Consistency vs. Availability
A deeper dive into the definitions is in order.
Given that tolerance to network partitions (i.e. P) is a must-have in any desirable distributed system, such a system can be either a CP system (that chooses Consistency over Availability) or can be an AP system (that chooses Availability over Consistency). The most important caveat here is that no such choice is needed in absence of network partitions — a system can be simultaneously Consistent and Available in the absence of failures. As discussed in the next section, the tradeoff between consistency and latency becomes more important during such normal operations.
Since AP systems always provide a non-error response to reads and writes, they seem like the obvious choice in user-facing applications. However, there are 2 key concerns to be aware of.
First, application development complexity can be onerous in AP systems. The loss of the ability to clearly reason about the current state of the system makes developers add compensating application logic for safe handling of stale reads (resulting from recent writes not yet available on the serving node) and dirty reads (resulting from the lack of rollback of a failed write on the serving node). Hence the recommendation to choose a CP system whenever possible.
Second, the operational cost of achieving true 100% availability is high in terms of the infrastructure and labor effort necessary. More importantly, user-facing applications have failure points outside of the database that can lead to the application tier getting partitioned away from the database tier. In such cases, having a 100% database availability doesn’t help in achieving 100% application availability.

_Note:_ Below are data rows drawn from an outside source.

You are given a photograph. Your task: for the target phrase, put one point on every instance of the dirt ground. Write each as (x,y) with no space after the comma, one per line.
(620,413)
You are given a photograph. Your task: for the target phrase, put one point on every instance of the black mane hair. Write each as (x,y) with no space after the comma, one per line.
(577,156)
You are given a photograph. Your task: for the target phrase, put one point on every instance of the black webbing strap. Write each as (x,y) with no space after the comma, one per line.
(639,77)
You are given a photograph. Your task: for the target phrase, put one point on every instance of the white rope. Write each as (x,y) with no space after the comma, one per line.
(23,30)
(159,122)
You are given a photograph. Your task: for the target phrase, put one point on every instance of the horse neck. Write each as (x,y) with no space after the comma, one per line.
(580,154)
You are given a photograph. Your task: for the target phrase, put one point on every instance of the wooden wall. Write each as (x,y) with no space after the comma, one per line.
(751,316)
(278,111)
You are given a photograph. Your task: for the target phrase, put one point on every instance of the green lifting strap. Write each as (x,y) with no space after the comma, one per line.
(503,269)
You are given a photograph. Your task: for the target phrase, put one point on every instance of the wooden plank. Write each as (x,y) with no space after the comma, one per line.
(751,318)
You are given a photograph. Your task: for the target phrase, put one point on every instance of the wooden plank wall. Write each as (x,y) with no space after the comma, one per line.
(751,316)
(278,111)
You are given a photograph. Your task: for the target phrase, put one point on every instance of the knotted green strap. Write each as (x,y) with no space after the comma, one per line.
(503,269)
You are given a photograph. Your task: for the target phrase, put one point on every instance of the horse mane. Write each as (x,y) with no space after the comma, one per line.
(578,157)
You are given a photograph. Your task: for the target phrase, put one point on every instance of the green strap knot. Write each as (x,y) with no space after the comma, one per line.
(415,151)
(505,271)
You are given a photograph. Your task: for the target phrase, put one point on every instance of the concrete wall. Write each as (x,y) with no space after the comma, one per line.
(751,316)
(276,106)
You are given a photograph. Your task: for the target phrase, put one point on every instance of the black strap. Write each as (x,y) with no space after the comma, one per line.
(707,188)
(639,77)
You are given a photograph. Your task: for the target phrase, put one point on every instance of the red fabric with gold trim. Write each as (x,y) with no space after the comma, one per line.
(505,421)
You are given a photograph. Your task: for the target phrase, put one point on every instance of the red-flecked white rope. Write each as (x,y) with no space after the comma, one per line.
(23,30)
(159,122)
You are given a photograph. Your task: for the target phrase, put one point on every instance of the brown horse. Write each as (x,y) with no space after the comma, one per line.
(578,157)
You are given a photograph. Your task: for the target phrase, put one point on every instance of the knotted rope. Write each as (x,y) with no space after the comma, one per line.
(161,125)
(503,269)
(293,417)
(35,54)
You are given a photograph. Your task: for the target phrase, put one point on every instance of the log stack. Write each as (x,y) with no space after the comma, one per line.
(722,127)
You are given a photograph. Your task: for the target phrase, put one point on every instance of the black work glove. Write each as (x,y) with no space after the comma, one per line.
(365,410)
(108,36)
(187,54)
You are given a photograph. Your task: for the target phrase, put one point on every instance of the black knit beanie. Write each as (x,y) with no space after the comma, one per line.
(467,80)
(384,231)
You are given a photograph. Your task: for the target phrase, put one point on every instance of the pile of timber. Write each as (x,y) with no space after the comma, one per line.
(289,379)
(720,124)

As we will see below, giving up on a mere 0.01% availability leads to more practical and productive ways of building applications.
Consistency vs. Latency
PACELC extends CAP to normal conditions (i.e. when the system has no partitions) where the tradeoff is between latency and consistency. Systems that allow lower latency along with relaxed consistency are classified as EL while systems that have higher latency along with linearizable consistency are classified as EC.
PACELC gives distributed database designers a more complete framework to reason about the essential tradeoffs and therefore avoid building a more limiting system than necessary in practice.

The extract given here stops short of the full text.